Espalier (/ᵻˈspælɪər/ or /ᵻˈspæli.eɪ/) is the horticultural and ancient agricultural practice of controlling woody plant growth for the production of fruit, by pruning and tying branches to a frame. Plants are frequently shaped in formal patterns, flat against a structure such as a wall, fence, or trellis. The term is also used to refer to plants which have been shaped in this way.

Espaliers, trained into flat two-dimensional forms, are used not only for decorative purposes, but also for gardens in which space is limited. In a temperate climate, espaliers may be trained next to a wall that can reflect more sunlight and retain heat overnight or oriented so that they absorb maximum sunlight by training them parallel to the equator. These two strategies allow the season to be extended so that fruit has more time to mature.

A restricted form of training consists of a central stem and a number of paired horizontal branches all trained in the same plane. The most important advantage is that of being able to increase the growth of a branch by training it vertically. Later, one can decrease growth while increasing fruit production by training it horizontally.

==History==
The word espalier is French, coming from the Italian spalliera, meaning "something to rest the shoulder (spalla) against." During the 17th century, the word initially referred only to the actual trellis or frame on which such a plant was trained to grow, but over time it has come to be used to describe both the practice and the plants themselves.

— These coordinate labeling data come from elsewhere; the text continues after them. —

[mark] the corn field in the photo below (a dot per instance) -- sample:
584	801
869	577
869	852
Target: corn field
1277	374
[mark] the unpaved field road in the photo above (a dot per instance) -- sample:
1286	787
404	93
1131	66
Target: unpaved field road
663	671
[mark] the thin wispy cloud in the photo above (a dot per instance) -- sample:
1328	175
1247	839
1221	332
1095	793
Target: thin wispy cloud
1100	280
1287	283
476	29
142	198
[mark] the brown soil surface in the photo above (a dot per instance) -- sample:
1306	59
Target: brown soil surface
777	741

Espalier as a technique seems to have started with the ancient Romans. In the Middle Ages the Europeans refined it into an art. The practice was popularly used in Europe to produce fruit inside the walls of a typical castle courtyard without interfering with the open space and to decorate solid walls by planting flattened trees near them. Vineyards have used the technique in the training of grapes for hundreds or perhaps even thousands of years.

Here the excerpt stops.